Uw raadsman betaalt de schade die hij veroorzaakt

Ook de advocaat, accountant, belastingconsulent, … kan al eens de bal misslaan. Een fout advies, een slechte uitvoering van een regel, laattijdigheid. Het overkomt ons allemaal. Maar het verschil is dat als uw raadsman de bal misslaat… u met de gebakken peren zit! En wat dan?

Een gemiste kans

Mijnheer X koopt een woning en betaalt daarop registratierechten. Na enige tijd blijkt dat hij onder een hoger tarief valt en moet hij een bijkomende som betalen. Hij geeft zijn advocaat de opdracht om bezwaar in te dienen, maar die vergeet dat en laat de bezwaartermijn passeren. Voor alle duidelijkheid: als uw gevolmachtigde de deadline voor het indienen van een bezwaar laat voorbijgaan, is er geen enkele mogelijkheid meer om alsnog een bezwaar in te dienen. De uiterste datum geldt als een vervaldatum, met de nadruk op ‘val’, zoals bij het vallen van een guillotine.
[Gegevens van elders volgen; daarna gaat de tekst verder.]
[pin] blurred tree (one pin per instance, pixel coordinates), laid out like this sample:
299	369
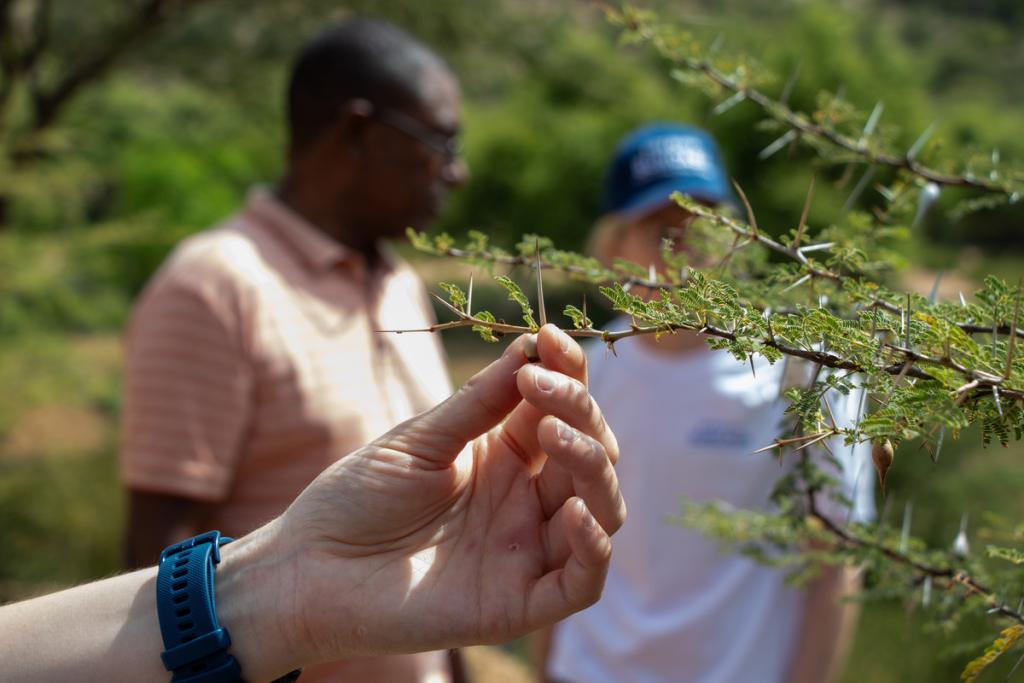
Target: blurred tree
41	76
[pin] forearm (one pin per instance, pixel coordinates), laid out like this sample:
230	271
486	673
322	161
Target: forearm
826	626
539	647
105	631
109	630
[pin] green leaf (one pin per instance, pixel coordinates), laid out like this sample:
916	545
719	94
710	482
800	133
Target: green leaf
580	321
1009	554
516	294
486	334
456	295
1007	639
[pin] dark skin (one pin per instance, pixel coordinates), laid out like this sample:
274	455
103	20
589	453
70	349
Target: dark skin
360	181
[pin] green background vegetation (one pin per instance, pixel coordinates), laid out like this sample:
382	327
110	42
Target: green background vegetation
186	121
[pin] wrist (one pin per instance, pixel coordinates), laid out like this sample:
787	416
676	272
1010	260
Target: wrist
255	602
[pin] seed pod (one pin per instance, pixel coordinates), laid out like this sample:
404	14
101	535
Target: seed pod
882	456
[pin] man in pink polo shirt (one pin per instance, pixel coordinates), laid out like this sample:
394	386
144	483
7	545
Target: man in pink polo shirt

Begin 2019 trekt X met een klacht tegen de advocaat naar de rechtbank. In de praktijk betekent dit dat de advocaat een beroep doet op zijn burgerlijke aansprakelijkheidsverzekering, waarna de verzekeringsmaatschappij zich verweert tegen de aanspraak.

In eerste aanleg verwerpt een Luikse rechter de eis van X, met als argument dat de kans om in bezwaar gelijk te krijgen van de fiscus, niet erg groot was.
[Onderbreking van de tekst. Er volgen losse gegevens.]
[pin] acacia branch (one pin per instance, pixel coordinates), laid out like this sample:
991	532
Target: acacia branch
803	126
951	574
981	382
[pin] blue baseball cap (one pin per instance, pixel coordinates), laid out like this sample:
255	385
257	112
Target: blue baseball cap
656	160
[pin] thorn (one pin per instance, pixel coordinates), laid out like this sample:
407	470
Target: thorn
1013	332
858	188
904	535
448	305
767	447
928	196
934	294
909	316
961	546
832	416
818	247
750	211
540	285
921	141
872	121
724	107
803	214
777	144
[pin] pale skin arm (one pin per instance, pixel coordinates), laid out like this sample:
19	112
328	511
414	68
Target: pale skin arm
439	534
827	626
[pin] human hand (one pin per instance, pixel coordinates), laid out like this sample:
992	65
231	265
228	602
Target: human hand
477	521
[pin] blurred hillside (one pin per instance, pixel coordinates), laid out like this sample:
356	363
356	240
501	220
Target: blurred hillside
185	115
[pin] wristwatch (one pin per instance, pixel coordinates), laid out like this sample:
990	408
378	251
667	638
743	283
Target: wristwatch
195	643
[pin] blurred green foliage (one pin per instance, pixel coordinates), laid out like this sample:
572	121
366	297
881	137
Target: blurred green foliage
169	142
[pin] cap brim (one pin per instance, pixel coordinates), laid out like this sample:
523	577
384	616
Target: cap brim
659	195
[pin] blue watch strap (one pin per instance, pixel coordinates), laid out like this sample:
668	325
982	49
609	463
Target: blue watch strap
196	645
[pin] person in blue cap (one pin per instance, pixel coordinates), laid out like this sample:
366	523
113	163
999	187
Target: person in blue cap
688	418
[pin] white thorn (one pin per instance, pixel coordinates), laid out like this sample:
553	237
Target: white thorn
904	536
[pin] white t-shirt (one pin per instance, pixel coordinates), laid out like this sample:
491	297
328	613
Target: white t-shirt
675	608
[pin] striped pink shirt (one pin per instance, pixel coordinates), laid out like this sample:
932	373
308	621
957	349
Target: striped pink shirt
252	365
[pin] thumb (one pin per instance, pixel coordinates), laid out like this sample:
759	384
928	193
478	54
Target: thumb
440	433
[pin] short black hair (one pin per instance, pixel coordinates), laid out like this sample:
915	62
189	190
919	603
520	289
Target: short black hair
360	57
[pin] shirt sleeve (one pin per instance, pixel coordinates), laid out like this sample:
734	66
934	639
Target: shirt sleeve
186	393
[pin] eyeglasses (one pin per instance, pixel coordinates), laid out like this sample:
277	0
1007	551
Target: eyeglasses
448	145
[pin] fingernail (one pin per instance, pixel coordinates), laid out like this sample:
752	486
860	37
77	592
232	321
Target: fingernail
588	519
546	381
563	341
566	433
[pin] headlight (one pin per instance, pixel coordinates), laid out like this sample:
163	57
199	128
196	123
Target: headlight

X gaat in beroep. Daarop probeert de verzekeringsmaatschappij nog de onontvankelijkheid van het beroep in te roepen, maar in juli 2021 is het Hof van Beroep van Luik klaar met zijn oordeel.

De fiscale casus

Het hof dat zich over de zaak buigt, gaat in op de fiscale zaak waarvoor het bezwaar moest worden ingediend. In dit geval ging het om een koppel, X en Y, dat een woning kocht om te gaan samenwonen. Zij vroegen en kregen een verlaagd tarief inzake registratierechten wegens eigen bewoning, maar er moesten eerst nog heel wat verbouwingen uitgevoerd worden. Toen die achter de rug waren, besloten X en Y om toch maar niet te gaan samenwonen en X verkocht zijn deel in de woning aan Y. Daardoor had X niet aan de bewoningsverplichting voldaan en vroeg de fiscus dus bijkomende registratierechten. 

De advocaat adviseert

X trekt naar een advocaat die hem – met rechtspraak – overtuigt dat er hier sprake is van overmacht en dat de eis van de fiscus weerlegd kan worden. X geeft de advocaat opdracht om het nodige te doen om bezwaar in te dienen. Als X na een tijdje polst wat de gang van zaken is, moet de advocaat bekennen dat hij vergat om bezwaar in te dienen. Korte tijd later stuurt de advocaat een ereloonnota aan X. X verzet zich daartegen en zo gaat de bal aan het rollen.

Slaagkansen

In het Belgische recht maakt men een onderscheid tussen een middelenverbintenis en een resultaatsverbintenis. Als een advocaat of consultant u adviseert in bijvoorbeeld een fiscale zaak, dan is dat een middelenverbintenis: de raadsman zal alle nodige middelen inzetten om het beoogde resultaat te bereiken. Maar als dat niet lukt, bijvoorbeeld omdat de fiscus een negatieve beslissing neemt, dan kan dat niet verweten worden aan de raadsman. 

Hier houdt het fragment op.